Homestead Mayor Steve Shiver contends that the Ocean Reef crowd is elitist and only lives in South Florida during the winter months. "They are snowbirds," he asserts, "and they are insensitive to the needs of this community." Shiver also notes that some Ocean Reef residents don't want their money used to fight the airport and have sued to stop the community association from collecting more money. "There is a major rift in paradise," he quips. "They don't even agree."

Regarding his financial arrangement with Ocean Reef, Farago is unapologetic. The compensation is fair and necessary, he says. In order to devote his attention to the project full-time, he was forced to take a leave of absence from his job as a financial analyst. And while he has always believed the proposed airport represents a serious threat to the environment, he also acknowledges there is a not-in-my-back-yard element (NIMBY) at work among some Ocean Reef residents. Obviously they don't want jet planes flying over their expensive homes, ruining their tranquility. "Yeah, it's a NIMBY issue," Farago admits, "but the people who are there, in the dealings I've had with them, I feel very comfortable that they understand the big picture. They understand that the money they are giving is not only going to help preserve their quality of life, but it is also going to protect the national parks."

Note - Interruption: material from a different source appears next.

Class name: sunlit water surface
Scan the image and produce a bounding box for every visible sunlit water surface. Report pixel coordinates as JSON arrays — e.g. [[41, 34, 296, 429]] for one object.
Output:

"The reason people move here," says resident Rich Miller, "is because they want to be close to nature and the parks. This is why we all came here to begin with."

Typically, Farago relates, environmentalists are hopelessly outspent in these sorts of fights. HABDI, through its own shell committee called the Equal Justice Coalition, spent approximately $960,000 between July 1, 1999, and June 30, 2000, on the high-powered Washington lobbying firm of Verner Liipfert Bernhard McPherson and Hand, whose partners include former U.S. senators Bob Dole and George Mitchell. In addition to their own lobbyists, HABDI can count on Miami-Dade County to spend taxpayer money on its own lobbyists to press its case in Washington.

The money from Ocean Reef is intended to balance the scales. "I wouldn't say we've leveled the playing field," says Ritz. "What we are able to do is give the environmentalists a reasonable chance."


On October 5 a funny thing happened to county Commissioner Javier Souto on his way to that day's commission meeting: He got stuck in traffic. South Florida was still reeling from the no-name storm that had drenched the area two days earlier, and Souto was unable to easily navigate his car through the flooded roads. He ended up being more than two hours late to the meeting. By the time he made it to county hall, he was incensed.

Soon after Souto arrived, the commission took up a controversial proposal to extend the urban development boundary line, which is designed to prevent developers from pushing farther and farther west toward the Everglades. A proposed 1400-home housing development known as Lakes of the North was being planned west of Miami Lakes. The developer wanted to build 1400 homes on 413 acres of land between Interstate 75 and the Florida Turnpike. One of the chief beneficiaries of the project would have been the Graham Companies, which owned most of the land. The Graham Companies is owned by the family of Sen. Bob Graham.

Coming into the meeting, the attorneys for the developer appeared cocksure they would win. Tropical Audubon's Don Chinquina recalls spotting Bill Graham -- the senator's nephew and president of the Graham Companies -- in the front row, brimming with confidence. They needed seven votes to break the boundary line and allow the development to proceed. Commissioners Dorrin Rolle, Miriam Alonso, Bruno Barreiro, Natacha Seijas, Pedro Reboredo, and Jimmy Morales were all onboard with the plan. The developers needed one more, and they felt certain they had their seventh vote in Souto.

But then Souto began recounting his harrowing drive earlier that day. He questioned whether the county should expand the development boundary when it was having so much difficulty maintaining the infrastructure of existing neighborhoods. It was as if, through the divine intervention of a severe rainstorm, Souto now understood the concerns of the environmental community. Chinquina recalls with a chuckle: "When Souto started off, I was sitting behind Bill Graham, and the look on his face -- it was as if he couldn't believe what he was hearing."

Once Souto made his feelings known, the developer withdrew his request.

For environmentalists the episode was revealing in a couple of ways. First it demonstrated that miracles are possible. But it also highlighted the darker side of the Graham family business.

In 1962 the Grahams began converting their land holdings -- five and a half square miles of cattle pasture -- into the planned community of Miami Lakes. Many family members, including Sen. Bob Graham, continue to live there. Meticulously maintained and highly regulated (one Democratic insider calls it "Grahamville," a reference to the family's tight control over civic affairs), the community's mixed-use design and hometown feel has won high praise from urban planners.

It has also proved to be enormously lucrative for the Grahams. Family-owned land valued at $50 per acre in 1948 now sells for more than $350,000 per acre. Because the Graham Companies is privately held, detailed financial information is not available to the public, though some analysts estimate the company's annual revenue to be well in excess of $75 million. According to his most recent financial disclosure forms, Sen. Bob Graham describes his private holdings, most of which stem from the Graham Companies, as having a value of between $1.9 million and $6.8 million. (Senate rules do not require him to be more specific.)